Enabling caching on the proxy server
Some proxy servers, particularly those that are part of CDNs, offer the ability to cache server responses. With this functionality enabled, the proxy server can serve resources it has saved from its own cache, rather than requesting them from the origin server.
Using a proxy server's cache can have performance benefits for many web properties, but with PathFactory, doing so will break important functionality. As such caching functionality should be disabled, as specified in Objective 5 above.
Frequently Asked Questions
Q: My website uses HTTPS (SSL/TLS). If I set up a custom domain for my PathFactory experiences on a subdirectory of my website, do I need to send PathFactory a certificate?

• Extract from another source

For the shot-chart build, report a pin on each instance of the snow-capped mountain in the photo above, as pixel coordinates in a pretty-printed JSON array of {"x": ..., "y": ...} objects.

A: No, you don't have to send us a certificate in this case. When a client requests the subdirectory for your content track, the TLS connection is terminated at your domain, because the subdirectory is under that domain. This means that it is covered by your domain's certificate.
The request is then passed on by your reverse proxy server to the PathFactory origin server (mycompany.pathfactory.com/resources/). This connection also uses HTTPS, and as it terminates on PathFactory's domain, it is covered by PathFactory's certificate.
Q: Are there any specific reverse proxies that do not work with custom domains?
A: Yes. At present, we have confirmed that the following will not work:
- AWS ALB (Application Load Balancer), ELB (Elastic Load Balancer) and Classic Load Balancer.
- Netlify, because it strips the host header.
We will be adding to this list as we identify other reverse proxy services that are not compatible with PathFactory custom domains.